Files
hottub/docs/architecture.md
2026-04-10 22:57:27 +00:00

314 lines
11 KiB
Markdown
Raw Blame History

This file contains ambiguous Unicode characters
This file contains Unicode characters that might be confused with other characters. If you think that this is intentional, you can safely ignore this warning. Use the Escape button to reveal them.
# Hottub Architecture
## Purpose
Hottub is a Rust server that exposes Hot Tub compatible endpoints for channel discovery, video search, uploader lookups, and site-specific proxying.
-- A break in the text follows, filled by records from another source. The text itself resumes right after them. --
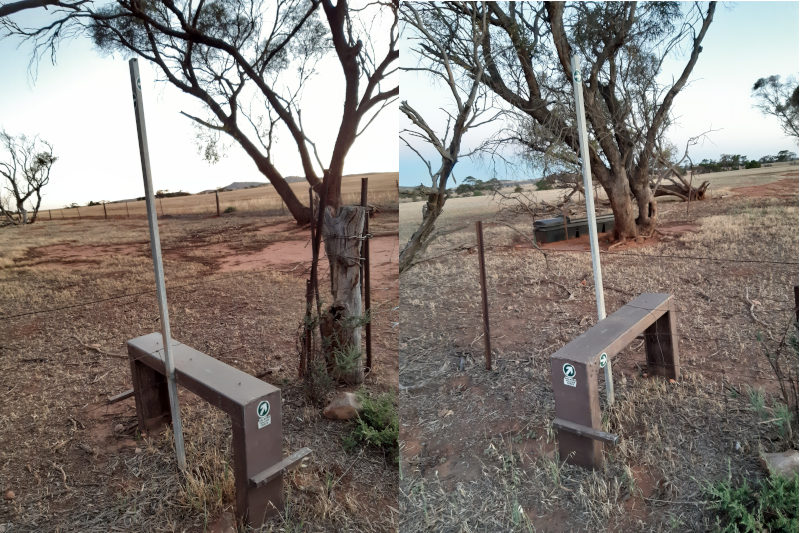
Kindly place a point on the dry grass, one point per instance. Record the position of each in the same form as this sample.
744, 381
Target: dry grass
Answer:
460, 212
262, 200
76, 463
477, 447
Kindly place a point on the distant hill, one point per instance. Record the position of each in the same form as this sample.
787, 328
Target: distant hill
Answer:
238, 185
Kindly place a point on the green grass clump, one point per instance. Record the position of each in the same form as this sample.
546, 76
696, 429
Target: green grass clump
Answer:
769, 505
377, 424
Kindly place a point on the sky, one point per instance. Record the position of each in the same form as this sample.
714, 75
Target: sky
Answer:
746, 41
83, 106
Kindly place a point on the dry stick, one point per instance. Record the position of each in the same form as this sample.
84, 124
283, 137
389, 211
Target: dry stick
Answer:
365, 273
752, 314
98, 350
486, 338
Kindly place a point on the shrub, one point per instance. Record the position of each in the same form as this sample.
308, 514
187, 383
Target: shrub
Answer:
377, 424
769, 505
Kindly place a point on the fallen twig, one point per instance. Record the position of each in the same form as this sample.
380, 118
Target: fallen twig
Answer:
99, 350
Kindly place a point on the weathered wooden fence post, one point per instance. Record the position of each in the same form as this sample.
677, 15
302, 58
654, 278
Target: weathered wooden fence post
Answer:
487, 342
365, 269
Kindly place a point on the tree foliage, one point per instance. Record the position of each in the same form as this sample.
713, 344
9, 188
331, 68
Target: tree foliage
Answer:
779, 99
248, 62
25, 164
623, 46
468, 105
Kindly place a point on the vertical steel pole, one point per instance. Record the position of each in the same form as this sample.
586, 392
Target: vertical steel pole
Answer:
365, 271
577, 82
158, 268
487, 341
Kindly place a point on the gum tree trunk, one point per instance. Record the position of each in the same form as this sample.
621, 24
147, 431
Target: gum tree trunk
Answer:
619, 195
341, 325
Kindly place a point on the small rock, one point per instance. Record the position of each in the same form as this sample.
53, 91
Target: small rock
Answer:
343, 407
225, 524
784, 463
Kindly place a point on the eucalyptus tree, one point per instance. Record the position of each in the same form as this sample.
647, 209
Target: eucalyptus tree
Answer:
779, 99
248, 62
623, 47
430, 36
25, 164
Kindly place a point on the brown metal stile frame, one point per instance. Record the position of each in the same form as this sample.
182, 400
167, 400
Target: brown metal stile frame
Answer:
578, 417
257, 451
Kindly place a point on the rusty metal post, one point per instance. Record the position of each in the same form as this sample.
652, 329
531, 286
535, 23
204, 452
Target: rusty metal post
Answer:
487, 343
365, 272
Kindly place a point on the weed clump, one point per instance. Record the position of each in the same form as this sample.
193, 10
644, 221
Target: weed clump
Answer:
377, 424
769, 505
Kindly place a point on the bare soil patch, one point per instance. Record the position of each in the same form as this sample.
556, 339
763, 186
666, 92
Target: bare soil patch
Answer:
784, 188
77, 463
478, 450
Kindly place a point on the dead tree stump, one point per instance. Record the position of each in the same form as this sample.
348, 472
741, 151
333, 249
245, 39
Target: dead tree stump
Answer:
341, 325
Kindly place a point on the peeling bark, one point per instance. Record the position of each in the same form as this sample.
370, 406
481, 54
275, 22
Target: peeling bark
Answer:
341, 325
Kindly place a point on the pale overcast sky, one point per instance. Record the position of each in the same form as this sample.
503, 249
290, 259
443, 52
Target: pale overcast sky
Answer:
83, 106
746, 41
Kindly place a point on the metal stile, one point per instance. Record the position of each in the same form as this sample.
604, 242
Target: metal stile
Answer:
155, 247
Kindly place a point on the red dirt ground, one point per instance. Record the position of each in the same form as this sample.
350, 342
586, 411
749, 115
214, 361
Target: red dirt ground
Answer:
777, 189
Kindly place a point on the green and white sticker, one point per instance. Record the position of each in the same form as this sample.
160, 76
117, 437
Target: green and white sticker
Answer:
264, 418
569, 375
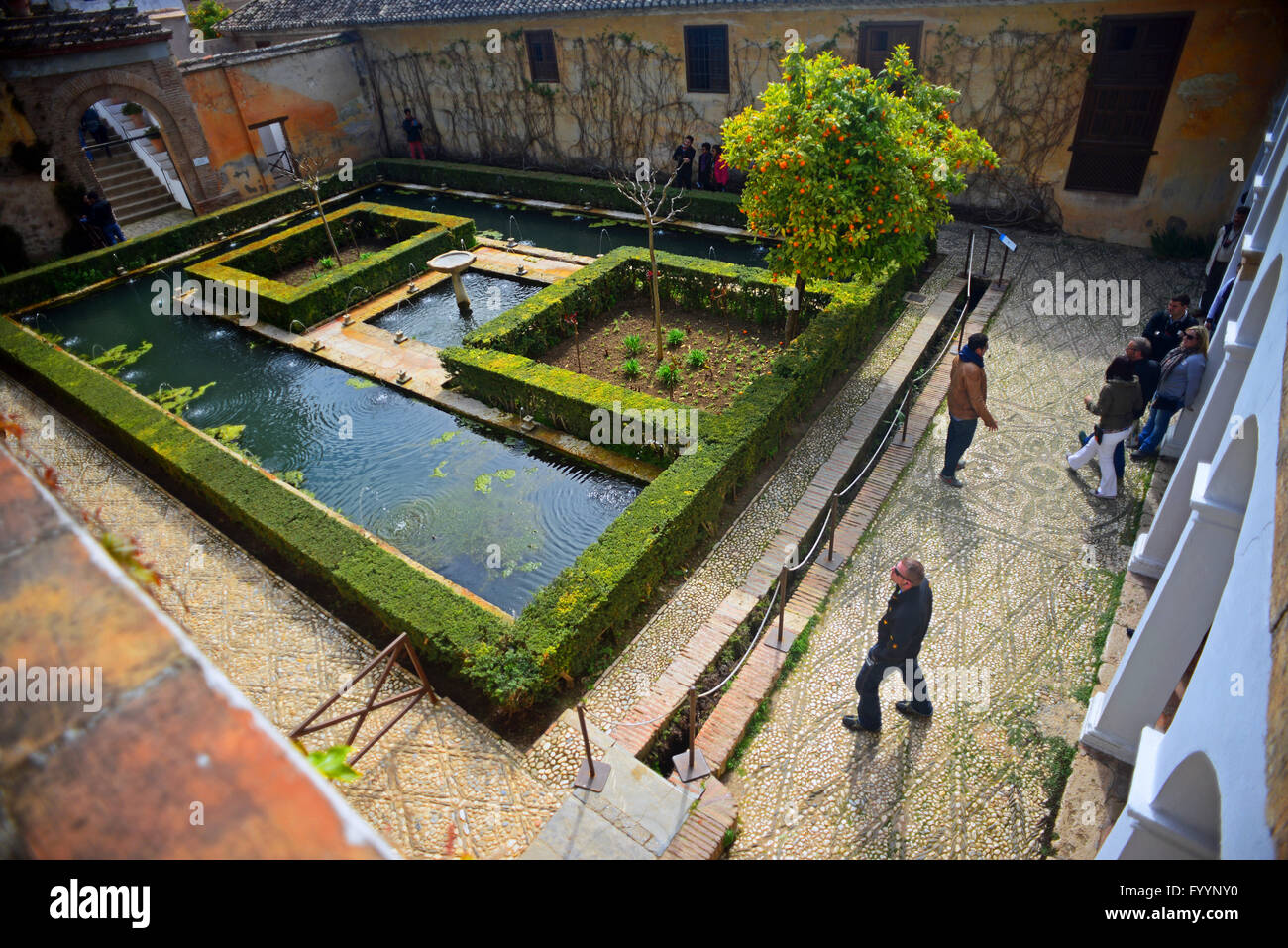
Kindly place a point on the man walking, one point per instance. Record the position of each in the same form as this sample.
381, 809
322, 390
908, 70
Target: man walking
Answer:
1219, 261
99, 214
683, 158
967, 395
412, 128
900, 636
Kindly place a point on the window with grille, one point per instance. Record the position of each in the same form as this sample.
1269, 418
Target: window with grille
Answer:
877, 40
541, 55
706, 58
1122, 106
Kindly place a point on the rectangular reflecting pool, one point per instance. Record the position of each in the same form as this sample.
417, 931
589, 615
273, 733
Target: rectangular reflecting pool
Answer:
434, 318
490, 513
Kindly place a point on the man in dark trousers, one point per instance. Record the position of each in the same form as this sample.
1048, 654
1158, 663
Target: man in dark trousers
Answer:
1166, 326
967, 398
1146, 372
98, 213
683, 158
900, 636
413, 142
1227, 243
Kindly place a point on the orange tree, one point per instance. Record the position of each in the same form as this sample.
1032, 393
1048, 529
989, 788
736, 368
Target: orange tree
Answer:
850, 171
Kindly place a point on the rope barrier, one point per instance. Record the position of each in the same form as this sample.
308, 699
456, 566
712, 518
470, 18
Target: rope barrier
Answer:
816, 541
822, 530
769, 610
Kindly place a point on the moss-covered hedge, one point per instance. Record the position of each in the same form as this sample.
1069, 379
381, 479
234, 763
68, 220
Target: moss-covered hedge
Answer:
68, 274
335, 563
318, 299
553, 395
537, 324
600, 592
707, 206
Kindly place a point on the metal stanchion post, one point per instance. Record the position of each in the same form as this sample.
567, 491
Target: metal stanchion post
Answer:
590, 776
784, 640
691, 766
970, 265
831, 561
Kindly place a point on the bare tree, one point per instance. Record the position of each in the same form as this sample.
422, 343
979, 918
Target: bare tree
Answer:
657, 209
308, 172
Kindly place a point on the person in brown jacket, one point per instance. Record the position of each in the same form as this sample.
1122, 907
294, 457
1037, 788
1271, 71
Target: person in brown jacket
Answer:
967, 393
1119, 406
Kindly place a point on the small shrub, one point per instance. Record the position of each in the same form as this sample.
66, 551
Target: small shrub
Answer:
1177, 245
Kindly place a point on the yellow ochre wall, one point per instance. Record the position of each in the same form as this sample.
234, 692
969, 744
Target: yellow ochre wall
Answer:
1232, 67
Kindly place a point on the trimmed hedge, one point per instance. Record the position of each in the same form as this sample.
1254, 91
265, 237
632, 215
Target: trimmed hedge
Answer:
318, 299
601, 590
68, 274
537, 324
333, 562
707, 206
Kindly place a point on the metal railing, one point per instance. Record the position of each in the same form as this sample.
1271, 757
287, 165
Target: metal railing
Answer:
412, 695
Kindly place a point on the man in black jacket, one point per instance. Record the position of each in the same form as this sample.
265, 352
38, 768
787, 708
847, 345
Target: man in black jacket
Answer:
683, 158
1164, 327
900, 635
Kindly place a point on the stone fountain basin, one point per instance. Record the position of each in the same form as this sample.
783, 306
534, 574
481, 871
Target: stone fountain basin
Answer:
452, 262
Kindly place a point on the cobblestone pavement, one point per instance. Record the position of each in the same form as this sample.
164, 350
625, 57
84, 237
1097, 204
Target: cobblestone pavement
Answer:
725, 567
438, 785
1018, 599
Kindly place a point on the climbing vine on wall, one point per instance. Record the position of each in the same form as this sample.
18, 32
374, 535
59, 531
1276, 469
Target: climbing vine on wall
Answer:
623, 97
1021, 90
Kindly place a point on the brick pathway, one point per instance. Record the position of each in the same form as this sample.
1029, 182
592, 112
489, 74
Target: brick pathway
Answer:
1014, 600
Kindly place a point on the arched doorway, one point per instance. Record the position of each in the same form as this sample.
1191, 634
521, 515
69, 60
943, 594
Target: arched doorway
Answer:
180, 136
132, 167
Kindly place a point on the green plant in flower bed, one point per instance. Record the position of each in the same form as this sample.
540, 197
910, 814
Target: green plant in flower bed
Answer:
480, 653
327, 294
599, 594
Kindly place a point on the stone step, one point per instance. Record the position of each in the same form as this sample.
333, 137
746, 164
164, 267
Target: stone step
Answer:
146, 211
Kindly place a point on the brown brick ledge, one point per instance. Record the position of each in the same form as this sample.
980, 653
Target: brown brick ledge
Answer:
172, 738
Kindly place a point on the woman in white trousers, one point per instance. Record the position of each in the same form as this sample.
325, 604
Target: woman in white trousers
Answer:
1119, 406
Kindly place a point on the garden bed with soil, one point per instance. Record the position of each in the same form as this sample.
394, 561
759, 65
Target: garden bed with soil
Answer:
713, 359
305, 270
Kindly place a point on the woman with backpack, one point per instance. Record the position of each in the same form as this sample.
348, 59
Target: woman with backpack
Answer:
1119, 406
Most work in this repo is adding or repairing a provider module under `src/providers/`.
## Top-Level Structure
- `src/main.rs`: server bootstrap, env loading, database pool, shared requester/cache, route mounting.
- `src/api.rs`: `/api/status`, `/api/videos`, `/api/uploaders`, `/api/test`, `/api/proxies`.
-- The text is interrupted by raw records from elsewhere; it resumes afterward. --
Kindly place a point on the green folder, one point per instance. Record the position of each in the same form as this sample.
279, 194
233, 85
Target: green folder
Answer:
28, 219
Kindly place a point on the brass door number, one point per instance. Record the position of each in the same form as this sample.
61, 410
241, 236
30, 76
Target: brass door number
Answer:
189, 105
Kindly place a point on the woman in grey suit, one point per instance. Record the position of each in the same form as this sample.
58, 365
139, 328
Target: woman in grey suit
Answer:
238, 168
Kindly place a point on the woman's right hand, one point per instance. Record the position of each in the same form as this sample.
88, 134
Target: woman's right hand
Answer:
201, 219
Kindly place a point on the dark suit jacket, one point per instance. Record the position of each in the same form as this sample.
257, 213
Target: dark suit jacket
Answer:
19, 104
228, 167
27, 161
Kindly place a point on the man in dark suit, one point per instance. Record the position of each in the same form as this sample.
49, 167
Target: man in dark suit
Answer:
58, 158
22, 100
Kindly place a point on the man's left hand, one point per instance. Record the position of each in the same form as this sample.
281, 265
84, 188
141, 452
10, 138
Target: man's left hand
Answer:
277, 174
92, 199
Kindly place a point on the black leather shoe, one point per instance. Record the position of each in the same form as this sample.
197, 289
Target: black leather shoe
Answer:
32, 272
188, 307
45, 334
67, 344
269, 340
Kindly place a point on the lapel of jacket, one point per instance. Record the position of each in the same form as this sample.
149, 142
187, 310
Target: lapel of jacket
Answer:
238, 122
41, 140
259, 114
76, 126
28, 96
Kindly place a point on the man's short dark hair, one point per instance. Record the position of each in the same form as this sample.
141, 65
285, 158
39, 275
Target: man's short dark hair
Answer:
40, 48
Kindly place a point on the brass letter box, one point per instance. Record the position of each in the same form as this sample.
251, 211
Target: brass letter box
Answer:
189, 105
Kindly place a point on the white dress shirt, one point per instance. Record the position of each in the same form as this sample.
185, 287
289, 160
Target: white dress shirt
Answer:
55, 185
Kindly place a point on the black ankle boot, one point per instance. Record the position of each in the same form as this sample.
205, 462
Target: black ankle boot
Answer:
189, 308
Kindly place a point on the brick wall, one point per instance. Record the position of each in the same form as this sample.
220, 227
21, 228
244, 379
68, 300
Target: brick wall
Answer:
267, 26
- `src/providers/mod.rs`: provider trait, provider registry, build-time provider selection, status decoration, runtime validation, panic/error guards.
- `src/providers/*.rs`: one module per channel/provider.
- `src/proxy.rs`: route table for `/proxy/...`.
- `src/proxies/*.rs`: redirect/media/thumb proxy implementations.
- `src/videos.rs`: request/response payloads, `VideoItem`, `VideoFormat`, `ServerOptions`.
- `src/status.rs`: status/channel/group payloads.
- `src/uploaders.rs`: uploader request/profile payloads.
- `src/util/requester.rs`: outbound HTTP with cookies, optional Burp proxying, Jina fallback, and FlareSolverr fallback.
- `build.rs`: compile-time provider registry generation and single-provider build support.
## Startup Flow
1. `main` loads `.env` and ensures `RUST_LOG` is set.
2. It creates the Diesel SQLite pool from `DATABASE_URL`.
3. It creates a shared `Requester`, enables Burp proxying when `PROXY != 0`, and builds the LRU video cache.
4. It configures provider runtime validation in `providers::configure_runtime_validation`.
5. It spawns a background thread that forces provider initialization via `providers::init_providers_now()`.
6. It starts an `ntex` HTTP server on `0.0.0.0:18080`.
## Runtime Environment
Important environment variables:
- `DATABASE_URL`: required SQLite path.
- `RUST_LOG`: defaults to `warn` if unset.
- `PROXY`: enables Burp proxying when not equal to `0`.
- `BURP_URL`: outbound proxy URL used when `PROXY` is enabled.
- `FLARE_URL`: FlareSolverr endpoint used as the last HTML-fetch fallback.
- `DOMAIN`: used by the `/` redirect target.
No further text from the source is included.